Thoughts Before the ‘Women in Science’ Interview

Within the next two weeks I will have completed my interviews for the Women in Science Oral History Project. Due to the fact that this is my first oral history project and that the history which I present will be vital to the archives at Royal Holloway, I have had to put a lot of thought into the processes leading up to the interviews.

Before contacting my assigned alumni I had to make sure I had enough background knowledge on her life and her education. From the information in her student files I discovered that my subject graduated from Royal Holloway in 1947 and went on to pursue further study at many prestigious institutions before landing a job in the medical research field. Therefore, she is clearly a very well educated and elderly woman and I will need to take both of these factors into account when conducting the interview

My assigned alumni had also prepared some short notes within the files that I was sent.
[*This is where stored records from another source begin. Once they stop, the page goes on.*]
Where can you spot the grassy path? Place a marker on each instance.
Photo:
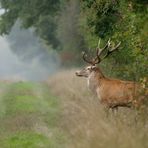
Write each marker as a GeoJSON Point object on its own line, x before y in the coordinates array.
{"type": "Point", "coordinates": [29, 116]}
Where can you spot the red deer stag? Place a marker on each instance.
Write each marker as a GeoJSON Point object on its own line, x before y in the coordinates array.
{"type": "Point", "coordinates": [113, 93]}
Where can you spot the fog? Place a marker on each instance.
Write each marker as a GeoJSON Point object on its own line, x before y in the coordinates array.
{"type": "Point", "coordinates": [24, 57]}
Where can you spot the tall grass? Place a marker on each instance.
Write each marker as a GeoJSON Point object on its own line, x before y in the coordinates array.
{"type": "Point", "coordinates": [86, 122]}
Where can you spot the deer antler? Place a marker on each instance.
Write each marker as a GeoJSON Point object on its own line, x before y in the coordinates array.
{"type": "Point", "coordinates": [84, 55]}
{"type": "Point", "coordinates": [111, 50]}
{"type": "Point", "coordinates": [99, 51]}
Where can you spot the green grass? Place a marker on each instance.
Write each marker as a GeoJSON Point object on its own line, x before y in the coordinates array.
{"type": "Point", "coordinates": [29, 116]}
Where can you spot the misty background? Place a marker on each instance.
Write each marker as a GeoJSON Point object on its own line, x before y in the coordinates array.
{"type": "Point", "coordinates": [24, 57]}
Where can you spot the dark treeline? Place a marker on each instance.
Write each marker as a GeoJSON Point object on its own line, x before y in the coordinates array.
{"type": "Point", "coordinates": [71, 26]}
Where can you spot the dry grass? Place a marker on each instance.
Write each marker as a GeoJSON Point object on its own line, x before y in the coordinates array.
{"type": "Point", "coordinates": [85, 121]}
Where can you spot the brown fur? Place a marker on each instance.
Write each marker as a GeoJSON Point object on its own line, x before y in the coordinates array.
{"type": "Point", "coordinates": [113, 92]}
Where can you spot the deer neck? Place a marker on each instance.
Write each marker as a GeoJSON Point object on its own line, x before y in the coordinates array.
{"type": "Point", "coordinates": [95, 79]}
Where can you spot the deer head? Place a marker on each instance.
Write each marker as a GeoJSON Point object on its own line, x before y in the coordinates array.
{"type": "Point", "coordinates": [85, 72]}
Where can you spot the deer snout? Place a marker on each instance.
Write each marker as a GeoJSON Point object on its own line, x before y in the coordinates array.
{"type": "Point", "coordinates": [77, 73]}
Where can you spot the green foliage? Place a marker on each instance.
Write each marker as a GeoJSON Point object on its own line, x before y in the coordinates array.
{"type": "Point", "coordinates": [121, 20]}
{"type": "Point", "coordinates": [73, 25]}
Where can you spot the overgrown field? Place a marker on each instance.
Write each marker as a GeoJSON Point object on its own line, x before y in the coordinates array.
{"type": "Point", "coordinates": [86, 122]}
{"type": "Point", "coordinates": [63, 113]}
{"type": "Point", "coordinates": [29, 116]}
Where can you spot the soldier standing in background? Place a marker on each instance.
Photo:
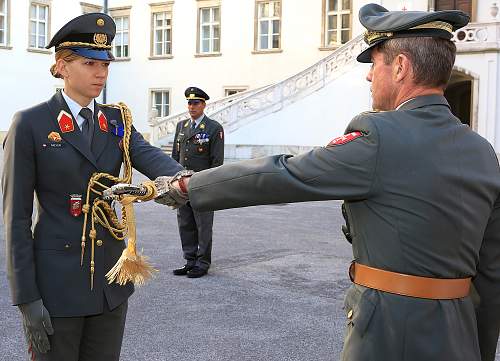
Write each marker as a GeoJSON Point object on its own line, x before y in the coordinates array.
{"type": "Point", "coordinates": [51, 151]}
{"type": "Point", "coordinates": [198, 145]}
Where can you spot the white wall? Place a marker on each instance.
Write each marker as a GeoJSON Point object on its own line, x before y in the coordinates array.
{"type": "Point", "coordinates": [130, 81]}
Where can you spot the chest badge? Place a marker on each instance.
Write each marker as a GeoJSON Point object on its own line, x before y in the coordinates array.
{"type": "Point", "coordinates": [103, 122]}
{"type": "Point", "coordinates": [65, 122]}
{"type": "Point", "coordinates": [346, 138]}
{"type": "Point", "coordinates": [55, 137]}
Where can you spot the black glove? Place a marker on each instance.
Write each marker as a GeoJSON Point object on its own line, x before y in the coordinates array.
{"type": "Point", "coordinates": [168, 195]}
{"type": "Point", "coordinates": [37, 325]}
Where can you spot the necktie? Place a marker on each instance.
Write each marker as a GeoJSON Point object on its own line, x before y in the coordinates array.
{"type": "Point", "coordinates": [87, 125]}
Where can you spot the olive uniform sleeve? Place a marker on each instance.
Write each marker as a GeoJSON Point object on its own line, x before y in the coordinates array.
{"type": "Point", "coordinates": [217, 148]}
{"type": "Point", "coordinates": [175, 150]}
{"type": "Point", "coordinates": [487, 283]}
{"type": "Point", "coordinates": [18, 185]}
{"type": "Point", "coordinates": [337, 171]}
{"type": "Point", "coordinates": [150, 160]}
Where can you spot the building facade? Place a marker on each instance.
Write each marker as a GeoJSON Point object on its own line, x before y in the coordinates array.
{"type": "Point", "coordinates": [282, 62]}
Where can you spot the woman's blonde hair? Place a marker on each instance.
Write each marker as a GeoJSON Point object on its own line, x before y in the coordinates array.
{"type": "Point", "coordinates": [66, 55]}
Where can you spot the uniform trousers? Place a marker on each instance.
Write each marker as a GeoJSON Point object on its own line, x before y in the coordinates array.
{"type": "Point", "coordinates": [87, 338]}
{"type": "Point", "coordinates": [195, 230]}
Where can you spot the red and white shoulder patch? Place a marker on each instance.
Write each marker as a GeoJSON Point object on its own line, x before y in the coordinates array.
{"type": "Point", "coordinates": [65, 122]}
{"type": "Point", "coordinates": [103, 122]}
{"type": "Point", "coordinates": [346, 138]}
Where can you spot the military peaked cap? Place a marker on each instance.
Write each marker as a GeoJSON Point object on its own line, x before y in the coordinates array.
{"type": "Point", "coordinates": [382, 25]}
{"type": "Point", "coordinates": [193, 93]}
{"type": "Point", "coordinates": [88, 35]}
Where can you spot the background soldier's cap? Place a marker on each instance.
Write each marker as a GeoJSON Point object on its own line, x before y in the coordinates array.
{"type": "Point", "coordinates": [193, 93]}
{"type": "Point", "coordinates": [382, 25]}
{"type": "Point", "coordinates": [88, 35]}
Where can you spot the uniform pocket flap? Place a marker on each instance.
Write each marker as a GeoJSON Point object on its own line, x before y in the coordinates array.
{"type": "Point", "coordinates": [360, 304]}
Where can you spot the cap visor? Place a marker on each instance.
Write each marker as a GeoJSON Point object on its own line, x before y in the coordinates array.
{"type": "Point", "coordinates": [365, 56]}
{"type": "Point", "coordinates": [93, 53]}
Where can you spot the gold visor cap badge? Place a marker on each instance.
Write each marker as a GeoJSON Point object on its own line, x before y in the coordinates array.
{"type": "Point", "coordinates": [100, 39]}
{"type": "Point", "coordinates": [54, 136]}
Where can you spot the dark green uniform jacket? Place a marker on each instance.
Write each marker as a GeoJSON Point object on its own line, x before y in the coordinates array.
{"type": "Point", "coordinates": [45, 263]}
{"type": "Point", "coordinates": [201, 148]}
{"type": "Point", "coordinates": [422, 196]}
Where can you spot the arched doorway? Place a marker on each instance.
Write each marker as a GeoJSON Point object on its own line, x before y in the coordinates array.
{"type": "Point", "coordinates": [459, 94]}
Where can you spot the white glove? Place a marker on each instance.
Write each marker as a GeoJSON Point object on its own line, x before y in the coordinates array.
{"type": "Point", "coordinates": [37, 325]}
{"type": "Point", "coordinates": [169, 195]}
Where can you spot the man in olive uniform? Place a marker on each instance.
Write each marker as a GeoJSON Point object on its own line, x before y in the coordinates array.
{"type": "Point", "coordinates": [52, 150]}
{"type": "Point", "coordinates": [421, 194]}
{"type": "Point", "coordinates": [198, 145]}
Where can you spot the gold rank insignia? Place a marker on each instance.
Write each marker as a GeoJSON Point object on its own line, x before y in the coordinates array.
{"type": "Point", "coordinates": [100, 39]}
{"type": "Point", "coordinates": [54, 136]}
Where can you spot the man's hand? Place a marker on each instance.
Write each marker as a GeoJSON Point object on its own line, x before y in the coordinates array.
{"type": "Point", "coordinates": [172, 191]}
{"type": "Point", "coordinates": [37, 325]}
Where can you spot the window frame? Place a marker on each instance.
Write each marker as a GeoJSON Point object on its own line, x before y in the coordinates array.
{"type": "Point", "coordinates": [339, 29]}
{"type": "Point", "coordinates": [121, 13]}
{"type": "Point", "coordinates": [235, 88]}
{"type": "Point", "coordinates": [152, 98]}
{"type": "Point", "coordinates": [257, 21]}
{"type": "Point", "coordinates": [474, 6]}
{"type": "Point", "coordinates": [212, 24]}
{"type": "Point", "coordinates": [6, 29]}
{"type": "Point", "coordinates": [160, 8]}
{"type": "Point", "coordinates": [37, 48]}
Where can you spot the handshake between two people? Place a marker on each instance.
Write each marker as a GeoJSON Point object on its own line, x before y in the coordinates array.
{"type": "Point", "coordinates": [169, 191]}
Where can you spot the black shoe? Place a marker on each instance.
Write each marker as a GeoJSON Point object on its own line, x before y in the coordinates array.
{"type": "Point", "coordinates": [197, 272]}
{"type": "Point", "coordinates": [182, 271]}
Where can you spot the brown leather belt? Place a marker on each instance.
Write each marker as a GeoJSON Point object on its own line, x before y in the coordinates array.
{"type": "Point", "coordinates": [408, 285]}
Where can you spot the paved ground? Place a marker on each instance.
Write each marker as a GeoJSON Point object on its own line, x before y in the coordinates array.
{"type": "Point", "coordinates": [274, 292]}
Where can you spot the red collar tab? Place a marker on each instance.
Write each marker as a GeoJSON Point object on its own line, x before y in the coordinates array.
{"type": "Point", "coordinates": [65, 122]}
{"type": "Point", "coordinates": [346, 138]}
{"type": "Point", "coordinates": [103, 121]}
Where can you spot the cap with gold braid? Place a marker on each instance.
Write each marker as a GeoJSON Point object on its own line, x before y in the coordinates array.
{"type": "Point", "coordinates": [382, 25]}
{"type": "Point", "coordinates": [88, 35]}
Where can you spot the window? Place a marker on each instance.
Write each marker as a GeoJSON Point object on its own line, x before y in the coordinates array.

Within these she expressed her concern over the content of the interviews. She specifically requested that the interview should be conducted under her maiden name and should primarily focus on her working life and education at Royal Holloway, not her private life. The subject’s privacy and wishes are of upmost importance within this process; therefore I will be complying with her requests. I hope to be able to gather interesting and relevant information while adhering to my subject’s wishes.
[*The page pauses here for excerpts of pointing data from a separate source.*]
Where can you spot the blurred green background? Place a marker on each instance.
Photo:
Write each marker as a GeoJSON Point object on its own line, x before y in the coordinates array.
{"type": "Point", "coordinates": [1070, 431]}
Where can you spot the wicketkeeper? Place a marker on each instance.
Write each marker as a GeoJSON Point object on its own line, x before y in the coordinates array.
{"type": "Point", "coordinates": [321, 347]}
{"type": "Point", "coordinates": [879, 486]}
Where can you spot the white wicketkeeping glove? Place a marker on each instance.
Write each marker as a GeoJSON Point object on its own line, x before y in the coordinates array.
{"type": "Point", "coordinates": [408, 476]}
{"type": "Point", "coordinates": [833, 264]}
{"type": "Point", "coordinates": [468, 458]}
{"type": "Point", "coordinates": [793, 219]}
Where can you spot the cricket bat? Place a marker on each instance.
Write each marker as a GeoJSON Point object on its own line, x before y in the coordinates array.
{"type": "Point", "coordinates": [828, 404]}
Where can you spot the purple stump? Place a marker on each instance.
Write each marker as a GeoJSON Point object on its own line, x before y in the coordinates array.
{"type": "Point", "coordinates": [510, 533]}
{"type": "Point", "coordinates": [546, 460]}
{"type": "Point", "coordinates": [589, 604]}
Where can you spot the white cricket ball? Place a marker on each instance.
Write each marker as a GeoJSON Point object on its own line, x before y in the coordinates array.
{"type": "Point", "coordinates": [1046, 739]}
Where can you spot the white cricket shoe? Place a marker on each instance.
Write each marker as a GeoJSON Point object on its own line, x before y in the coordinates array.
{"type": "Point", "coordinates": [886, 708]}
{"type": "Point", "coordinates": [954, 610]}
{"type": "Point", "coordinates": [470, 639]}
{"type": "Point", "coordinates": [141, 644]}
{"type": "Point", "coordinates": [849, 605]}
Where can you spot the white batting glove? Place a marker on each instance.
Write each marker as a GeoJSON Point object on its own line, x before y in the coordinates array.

Speaking to the subject over the phone prior to the interviews was a great way for us to get acquainted with each other. I believe that our 20 minute conversation that included introductions, further explanation of the project and the arrangement of interview dates helped to put us both at ease about the upcoming interviews. She was even kind enough to send me very detailed instructions for the public transport I need to find her house. I am looking forward to meeting my subject for the Women in Science project. I believe that her long and seemingly very interesting life will make a vital oral history for the often-overlooked story of women in science.